The World Bank and Food and Agricultural Organisation (FAO) under the supervision of the National Bureau of Statistics (NBS) is planning to embark on a National Agriculture Sample Census (NASC) to ensure that data on agricultural yields in Nigeria are accurate. This is happening after 28 years. The Director, Demography and Household Statistics Department of NBS, Mr. Adeyemi Adeniran, said the census was critical, as it will involve the enumeration of all agricultural activities in the country, including crop production, fisheries, forestry and livestock. Speaking at a stakeholders’ sensitization workshop on the National Agricultural Sample Census in Keffi, Nasarawa State, recently, Adeniran said the agricultural census was meant to be carried out every five to 10 years in line with FAO standards.
Mr. Adeyemi stated that the last round of the census was carried out in 1993/94, while several attempts that have been made to conduct another census after the last one have been fruitless. “The census is a complete enumeration of all agricultural activities within the country.
This enumeration includes both smallholder farmers and large corporate farms. “The smallholders will be canvassed through households, while the corporate farms will be done through our framework for conducting establishment surveys,” Adeniran said. “The implementation of the exercise will be done in two phases, the first being the Listing Phase and the second being the Sample Survey Phase. Under the first phase, enumerators will visit selected farms and farming households to collect information.

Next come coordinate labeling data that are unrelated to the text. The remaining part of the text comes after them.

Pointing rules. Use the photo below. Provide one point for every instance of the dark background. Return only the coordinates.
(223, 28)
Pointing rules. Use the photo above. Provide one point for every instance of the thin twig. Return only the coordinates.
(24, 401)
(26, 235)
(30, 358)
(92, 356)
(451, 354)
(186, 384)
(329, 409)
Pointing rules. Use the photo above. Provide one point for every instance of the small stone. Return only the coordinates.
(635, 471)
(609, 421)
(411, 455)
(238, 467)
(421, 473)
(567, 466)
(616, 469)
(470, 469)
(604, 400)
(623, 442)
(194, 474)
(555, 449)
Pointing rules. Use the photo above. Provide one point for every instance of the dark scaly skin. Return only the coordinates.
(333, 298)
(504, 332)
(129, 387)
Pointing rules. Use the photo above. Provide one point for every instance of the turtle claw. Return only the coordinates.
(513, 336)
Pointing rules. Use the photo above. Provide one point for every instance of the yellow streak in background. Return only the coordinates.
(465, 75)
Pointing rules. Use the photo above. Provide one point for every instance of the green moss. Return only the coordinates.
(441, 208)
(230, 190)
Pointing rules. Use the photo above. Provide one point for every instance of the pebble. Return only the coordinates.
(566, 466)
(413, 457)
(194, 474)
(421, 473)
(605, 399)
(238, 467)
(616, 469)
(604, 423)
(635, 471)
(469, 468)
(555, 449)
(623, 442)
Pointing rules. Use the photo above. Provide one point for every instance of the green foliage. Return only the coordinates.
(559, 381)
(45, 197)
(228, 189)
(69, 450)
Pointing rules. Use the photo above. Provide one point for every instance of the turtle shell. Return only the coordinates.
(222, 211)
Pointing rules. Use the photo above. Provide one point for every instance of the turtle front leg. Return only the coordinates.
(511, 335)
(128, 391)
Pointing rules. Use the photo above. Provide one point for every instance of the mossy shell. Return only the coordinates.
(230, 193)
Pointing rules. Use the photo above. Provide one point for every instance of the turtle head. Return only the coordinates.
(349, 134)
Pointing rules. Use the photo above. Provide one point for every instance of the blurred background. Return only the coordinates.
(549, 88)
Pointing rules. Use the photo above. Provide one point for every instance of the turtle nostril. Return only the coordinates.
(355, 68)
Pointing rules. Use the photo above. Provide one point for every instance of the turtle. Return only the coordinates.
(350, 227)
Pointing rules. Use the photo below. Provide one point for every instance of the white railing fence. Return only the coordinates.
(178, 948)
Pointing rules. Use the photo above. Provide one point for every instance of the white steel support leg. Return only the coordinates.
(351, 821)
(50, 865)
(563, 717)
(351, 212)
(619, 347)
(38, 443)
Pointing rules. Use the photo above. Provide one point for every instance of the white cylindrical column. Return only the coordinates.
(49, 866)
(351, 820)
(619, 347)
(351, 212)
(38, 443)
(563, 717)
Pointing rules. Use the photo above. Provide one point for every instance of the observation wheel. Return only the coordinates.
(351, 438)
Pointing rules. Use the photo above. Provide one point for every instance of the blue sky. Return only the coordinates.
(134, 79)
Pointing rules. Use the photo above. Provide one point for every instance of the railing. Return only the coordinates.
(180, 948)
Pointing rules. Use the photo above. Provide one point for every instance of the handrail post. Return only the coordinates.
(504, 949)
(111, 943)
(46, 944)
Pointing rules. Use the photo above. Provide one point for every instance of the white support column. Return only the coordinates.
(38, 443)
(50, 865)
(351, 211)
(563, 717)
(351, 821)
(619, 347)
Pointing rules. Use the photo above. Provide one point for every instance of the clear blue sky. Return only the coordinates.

“The scope of information to be collected in this phase includes demographic details of the holders, type of agricultural activity (crop production, fishery, poultry, or livestock), the type of produce or product (for example rice, maize, sorghum, chicken, or cow), and the details of the contact persons,” he added. Also, he explained that in the second phase, a sample of the farms listed under the first phase would be taken, while more detailed information would be collected.
“In addition to the information collected in the first phase, data such as size of the holding, area cultivated, total yield, type of farming practices, inputs, and challenges, amongst others, will be gathered. “For the first time in Nigeria,the entire process will be carried out digitally. NBS has already planned with the National Population Commission (NPC) to secure newly-demarcated digital enumeration maps of the entire country.
These newly-carved maps will serve as a basis for the segmentation of the areas we intend to visit for this assignment. “With these new digital maps, which will be complemented by satellite imagery, the process for identifying the farming areas and communities will be much easier, making the segmentation process more efficient and cost effective,” Adeniran stated. Earlier, the Chairman, Board of Directors of the bureau, Dr Kabiru Nakaura, stressed the need for data in the agricultural sector, saying that without adequate information on the activities of the sector, Nigerians would not know the quantum of foods they consume at a particular time.